Пел он в точности, как верблюд из клипа Маркина, просто поразительное созвучие, и всё на один мотив, как позже имела счастье убедиться Санька. Сам он, правда, полагал, что поёт хорошо, и поражался удивительной немузыкальности окружающих... Ещё не зная этого, Санька прочувствовала это всем сердцем, и застонала, поворачиваясь на бок:
- Россомаха, ради Бога... НЕ ПОЙ!
- С добрым утром, кыдым Санька! - Жизнерадостно откликнулся Россомаха. - Холодно, поднимайся! Сегодня у нас будут кони. Я присмотрел тебе вороного, со звездой во лбу, в самый раз для великой кыдым. Или ты хочешь коня белого, как облако?
- Я джип «Чероки» хочу. - Буркнула Санька, уползая в кусты. - И тёплые носки!!!
- Белого у этих Ярха сейчас нет. - Вздохнул Россомаха. - Но ты посмотри на вороного, может быть, тебе понравится?
Вороной был роскошен. Санька, мало понимавшая в лошадях, не могла отвести от него глаз: высокий, с тонкими мускулистыми ногами, гибкой шеей и аккуратной головой, он вдобавок блестел и лоснился на полуденном солнце.
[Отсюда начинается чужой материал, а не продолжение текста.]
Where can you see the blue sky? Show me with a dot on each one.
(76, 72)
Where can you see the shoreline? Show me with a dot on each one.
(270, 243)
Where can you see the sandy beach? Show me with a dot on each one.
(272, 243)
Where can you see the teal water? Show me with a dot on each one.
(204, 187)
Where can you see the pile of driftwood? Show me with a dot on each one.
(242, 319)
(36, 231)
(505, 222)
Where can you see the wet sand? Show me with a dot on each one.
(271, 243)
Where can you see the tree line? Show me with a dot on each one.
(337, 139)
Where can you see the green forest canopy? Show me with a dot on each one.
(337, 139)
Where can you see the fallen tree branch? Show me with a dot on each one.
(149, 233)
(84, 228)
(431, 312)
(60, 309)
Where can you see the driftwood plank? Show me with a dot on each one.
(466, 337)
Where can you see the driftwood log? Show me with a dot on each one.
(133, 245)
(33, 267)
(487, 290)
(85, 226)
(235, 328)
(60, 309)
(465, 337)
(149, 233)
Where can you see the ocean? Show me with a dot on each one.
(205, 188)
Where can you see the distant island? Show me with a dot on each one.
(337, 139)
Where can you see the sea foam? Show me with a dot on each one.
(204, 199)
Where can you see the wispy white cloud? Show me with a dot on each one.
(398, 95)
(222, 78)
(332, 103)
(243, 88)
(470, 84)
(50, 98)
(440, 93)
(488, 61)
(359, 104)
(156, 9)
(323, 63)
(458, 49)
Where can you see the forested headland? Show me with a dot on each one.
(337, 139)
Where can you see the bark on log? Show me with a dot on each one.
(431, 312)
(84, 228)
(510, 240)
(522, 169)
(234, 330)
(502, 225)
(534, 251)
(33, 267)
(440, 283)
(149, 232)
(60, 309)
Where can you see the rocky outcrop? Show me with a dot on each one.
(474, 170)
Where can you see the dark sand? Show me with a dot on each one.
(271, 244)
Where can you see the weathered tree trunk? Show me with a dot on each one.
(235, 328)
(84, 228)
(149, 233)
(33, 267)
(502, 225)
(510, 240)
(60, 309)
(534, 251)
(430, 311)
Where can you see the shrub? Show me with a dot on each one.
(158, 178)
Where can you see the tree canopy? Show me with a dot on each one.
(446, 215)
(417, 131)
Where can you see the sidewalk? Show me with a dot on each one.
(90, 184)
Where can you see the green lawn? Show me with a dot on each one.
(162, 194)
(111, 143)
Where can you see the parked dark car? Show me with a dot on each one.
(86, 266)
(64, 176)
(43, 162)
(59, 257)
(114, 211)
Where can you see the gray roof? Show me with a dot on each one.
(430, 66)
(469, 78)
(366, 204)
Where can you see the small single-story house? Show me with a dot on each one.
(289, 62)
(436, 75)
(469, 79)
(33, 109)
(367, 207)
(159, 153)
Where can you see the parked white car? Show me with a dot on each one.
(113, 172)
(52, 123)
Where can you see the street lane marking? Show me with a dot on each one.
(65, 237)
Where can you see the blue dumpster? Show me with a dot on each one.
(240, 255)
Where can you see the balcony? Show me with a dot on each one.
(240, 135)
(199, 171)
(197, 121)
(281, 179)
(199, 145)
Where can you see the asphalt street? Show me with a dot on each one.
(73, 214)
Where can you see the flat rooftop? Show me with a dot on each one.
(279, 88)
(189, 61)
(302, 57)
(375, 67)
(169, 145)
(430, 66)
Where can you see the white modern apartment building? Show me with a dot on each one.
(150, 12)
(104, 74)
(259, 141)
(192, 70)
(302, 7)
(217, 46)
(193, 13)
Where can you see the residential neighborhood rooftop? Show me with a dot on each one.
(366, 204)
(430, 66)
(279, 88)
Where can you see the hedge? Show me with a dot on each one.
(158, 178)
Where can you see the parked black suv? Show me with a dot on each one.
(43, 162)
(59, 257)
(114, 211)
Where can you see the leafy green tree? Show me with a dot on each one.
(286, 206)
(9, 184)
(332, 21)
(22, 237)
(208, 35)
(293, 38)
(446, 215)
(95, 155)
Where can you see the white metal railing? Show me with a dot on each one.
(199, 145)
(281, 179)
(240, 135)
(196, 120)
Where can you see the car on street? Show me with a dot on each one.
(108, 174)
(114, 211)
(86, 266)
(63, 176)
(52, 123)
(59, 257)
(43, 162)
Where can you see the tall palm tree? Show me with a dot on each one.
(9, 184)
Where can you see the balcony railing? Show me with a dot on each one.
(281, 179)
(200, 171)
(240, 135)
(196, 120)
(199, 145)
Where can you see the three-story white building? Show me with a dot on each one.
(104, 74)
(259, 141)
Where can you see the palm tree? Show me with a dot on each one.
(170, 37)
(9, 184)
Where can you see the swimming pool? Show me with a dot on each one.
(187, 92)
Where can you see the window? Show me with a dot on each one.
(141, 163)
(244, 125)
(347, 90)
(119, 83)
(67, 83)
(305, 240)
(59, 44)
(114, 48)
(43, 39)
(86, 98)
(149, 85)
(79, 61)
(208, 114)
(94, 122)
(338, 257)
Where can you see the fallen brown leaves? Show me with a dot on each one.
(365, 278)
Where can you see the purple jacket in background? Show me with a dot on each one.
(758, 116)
Их встретили косматые и остроухие, как волки, собаки, окружили, глядя исподлобья. Санька могла бы поклясться, что они смотрели оценивающе, и не только на них, но и на их руки, и на оружие. После Санька узнала, что такие собаки и в самом деле выучены хватать руку с оружием.
Ярха, появившиеся вслед за собаками, на взгляд Саньки, не очень отличались от Кончей: такие же мелкие, грязные, с обильно смазанными жиром волосами, заплетёнными в косички, кривоногие, вонючие, в лисьих шапках с хвостами и кожаными бляшками, болтающимися у лица.
- Опять коня надо, Россомаха? - Подозрительно спросил самый разукрашенный.
- Двух. Покупаю; самых лучших!
- А долг?
- Здесь хватит. - Россомаха картинно бросил перед ним торбы, отнятые у Кончей. - Я сопровождаю великую кыдым в Дом Солнца; ей нужен самый лучший конь, вороной! А я беру гнедого трёхлетку.
Ярха, удивив Саньку, поклонились ей со всем почтением. И снова ей вспомнился Бунша: «Очень приятно, царь!» (То есть, кыдым). А что ещё ей было делать? Не зная этого, она осталась стоять, как стояла, только произнесла, как могла, вежливо:
- Добрый день. Здоровья и удачи вам, вашим людям и вашим животным.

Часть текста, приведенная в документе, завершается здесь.